1. Field of the Invention
This invention relates to aircraft instruments, and more particularly to electronic flight instrument housings.
2. Description of the Prior Art
The advent of the dedicated microprocessor and its associated digital electronics has introduced novel heat dissipation requirements into the design and manufacture of electronic flight instruments. In prior art analog electronic flight instruments, the electronics "ran" cooler so that generally conventional packaging techniques could be employed. In a rate-of-climb indicator, for example, the internal structure of the instrument is typically secured to a front bezel, and the entire assembly is simply enclosed in a one piece closed end can type of housing. The end piece of the housing is attached to the internal structure of the instrument using suitable shims or the like to compensate for any front-to-back tolerance build-up or accumulation and to facilitate heat dissipation. Another prior art thermal management technique is the use of relatively thick metallic support plates and structures which served as heat sinks for the internal electronics. This technique adds not only expense, but more importantly it adds to the total weight which is highly undesirable in flight instruments.

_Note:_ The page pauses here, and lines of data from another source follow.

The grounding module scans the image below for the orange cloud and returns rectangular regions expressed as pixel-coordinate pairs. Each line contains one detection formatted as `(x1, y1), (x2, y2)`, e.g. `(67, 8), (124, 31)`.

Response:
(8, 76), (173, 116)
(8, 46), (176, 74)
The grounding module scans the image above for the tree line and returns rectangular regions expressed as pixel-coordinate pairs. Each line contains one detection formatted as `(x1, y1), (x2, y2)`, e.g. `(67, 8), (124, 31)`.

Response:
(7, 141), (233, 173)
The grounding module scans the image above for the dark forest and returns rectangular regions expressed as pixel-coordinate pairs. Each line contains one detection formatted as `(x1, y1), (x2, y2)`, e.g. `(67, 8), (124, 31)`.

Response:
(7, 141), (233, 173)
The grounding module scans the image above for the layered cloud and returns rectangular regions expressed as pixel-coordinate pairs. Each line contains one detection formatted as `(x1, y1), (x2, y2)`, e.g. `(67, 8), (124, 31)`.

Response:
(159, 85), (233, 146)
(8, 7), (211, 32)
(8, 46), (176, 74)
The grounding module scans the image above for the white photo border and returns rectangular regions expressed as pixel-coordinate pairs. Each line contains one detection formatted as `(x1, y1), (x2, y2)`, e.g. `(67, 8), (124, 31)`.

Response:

It should be noted that in the thermal design of an electronic flight instrument housing, there is a need for close, intimate and tight physical contact between the housing and the thermal conducting elements or heat sinks associated with the heat generating electronics. In actual practice, however, this physical contact is not as easily achieved as it may first appear, especially in view of the manufacturing tolerance build-up or accumulation which may cause misalignment during assembly. Moreover, there is an additional need for sealing flight instruments to satisfy the humidity and salt evironmental test requirements, and this sealing requirement prohibits the simple tolerance build-up compensation method of slotting the screw holes in the housing.
Accordingly, there is a need for an electric instrument housing that is both efficient to assemble and that is well adapted to dissipate the heat generated by the digital electronics associated with a dedicated microprocessor.